Table_3_Molecular Events Controlling Cessation of Trunk Neural Crest Migration and Onset of Differentiation.docx

Neural crest cells (NCC) migrate extensively in vertebrate embryos to populate diverse derivatives including ganglia of the peripheral nervous system. Little is known about the molecular mechanisms that lead migrating trunk NCC to settle at selected sites in the embryo, ceasing their migration and initiating differentiation programs. To identify candidate genes involved in these processes, we profiled genes up-regulated in purified post-migratory compared with migratory NCC using a staged, macroarrayed cDNA library. A secondary screen of in situ hybridization revealed that many genes are specifically enhanced in neural crest-derived ganglia, including macrophage migration inhibitory factor (MIF), a ligand for CXCR4 receptor. Through in vivo and in vitro assays, we found that MIF functions as a potent chemoattractant for NCC. These results provide a molecular profile of genes expressed concomitant with gangliogenesis, thus, offering new markers and potential regulatory candidates involved in cessation of migration and onset of differentiation.

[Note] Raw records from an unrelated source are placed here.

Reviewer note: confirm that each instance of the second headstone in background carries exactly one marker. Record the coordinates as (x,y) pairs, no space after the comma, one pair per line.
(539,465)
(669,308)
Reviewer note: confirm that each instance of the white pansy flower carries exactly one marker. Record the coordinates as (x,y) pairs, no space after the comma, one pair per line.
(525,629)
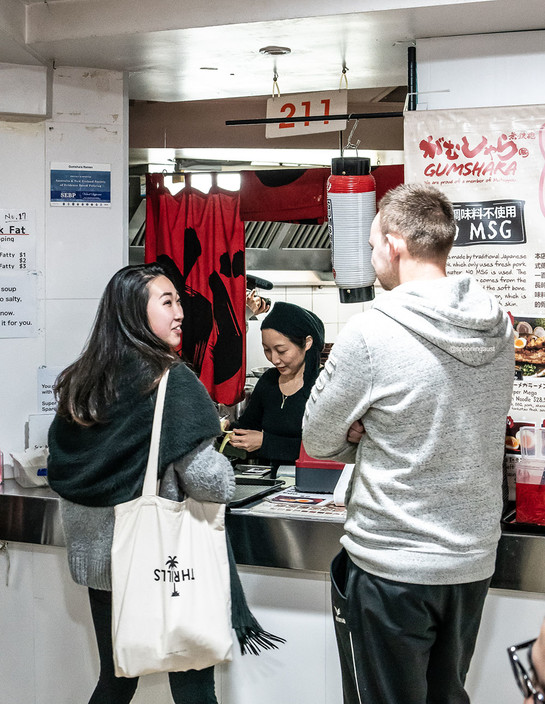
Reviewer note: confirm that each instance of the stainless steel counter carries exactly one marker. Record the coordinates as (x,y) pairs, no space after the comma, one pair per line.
(33,516)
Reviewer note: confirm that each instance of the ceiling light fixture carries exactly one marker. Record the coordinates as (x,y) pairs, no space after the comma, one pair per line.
(275,50)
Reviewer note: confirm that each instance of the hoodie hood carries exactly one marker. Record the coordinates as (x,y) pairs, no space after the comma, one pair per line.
(454,313)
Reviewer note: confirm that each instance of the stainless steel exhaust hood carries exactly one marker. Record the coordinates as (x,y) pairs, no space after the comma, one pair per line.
(278,247)
(287,246)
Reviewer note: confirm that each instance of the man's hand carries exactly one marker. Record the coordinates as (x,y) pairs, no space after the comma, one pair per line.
(355,432)
(248,440)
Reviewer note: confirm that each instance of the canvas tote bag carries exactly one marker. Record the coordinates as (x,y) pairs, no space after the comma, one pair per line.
(171,599)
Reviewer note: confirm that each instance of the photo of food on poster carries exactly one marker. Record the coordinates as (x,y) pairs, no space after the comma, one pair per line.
(490,162)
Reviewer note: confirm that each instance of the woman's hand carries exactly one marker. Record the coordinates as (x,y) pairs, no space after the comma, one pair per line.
(355,432)
(256,303)
(248,440)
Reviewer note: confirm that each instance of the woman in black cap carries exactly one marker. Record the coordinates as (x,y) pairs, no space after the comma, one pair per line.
(271,425)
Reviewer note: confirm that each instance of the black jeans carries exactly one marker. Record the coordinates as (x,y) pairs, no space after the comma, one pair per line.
(191,687)
(403,643)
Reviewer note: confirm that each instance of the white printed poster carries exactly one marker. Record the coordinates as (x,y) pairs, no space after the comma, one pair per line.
(18,305)
(491,164)
(46,379)
(17,240)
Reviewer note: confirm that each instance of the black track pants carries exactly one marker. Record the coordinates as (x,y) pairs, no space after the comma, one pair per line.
(403,643)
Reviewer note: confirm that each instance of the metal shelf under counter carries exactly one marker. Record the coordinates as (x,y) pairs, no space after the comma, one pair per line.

神经嵴细胞（NCC）在脊椎动物胚胎中广泛迁移，以充填包括外周神经系统神经节在内的多种衍生物。关于迁移性主干NCC在胚胎中选择性位点定居、终止迁移并启动分化程序的分子机制知之甚少。为识别参与这些过程的候选基因，我们采用分阶段、宏阵列化的cDNA库，对与纯化后的迁移性NCC相比上调的基因进行了分析。通过原位杂交的二次筛选，发现许多基因在神经嵴衍生的神经节中特异性增强，包括巨噬细胞迁移抑制因子（MIF），CXCR4受体的配体。通过体内和体外实验，我们发现MIF作为一种高效的趋化因子，对NCC具有作用。这些结果提供了与神经节发生同时表达的基因分子图谱，从而为迁移终止和分化启动过程中的新标记和潜在调节候选者提供了新的见解。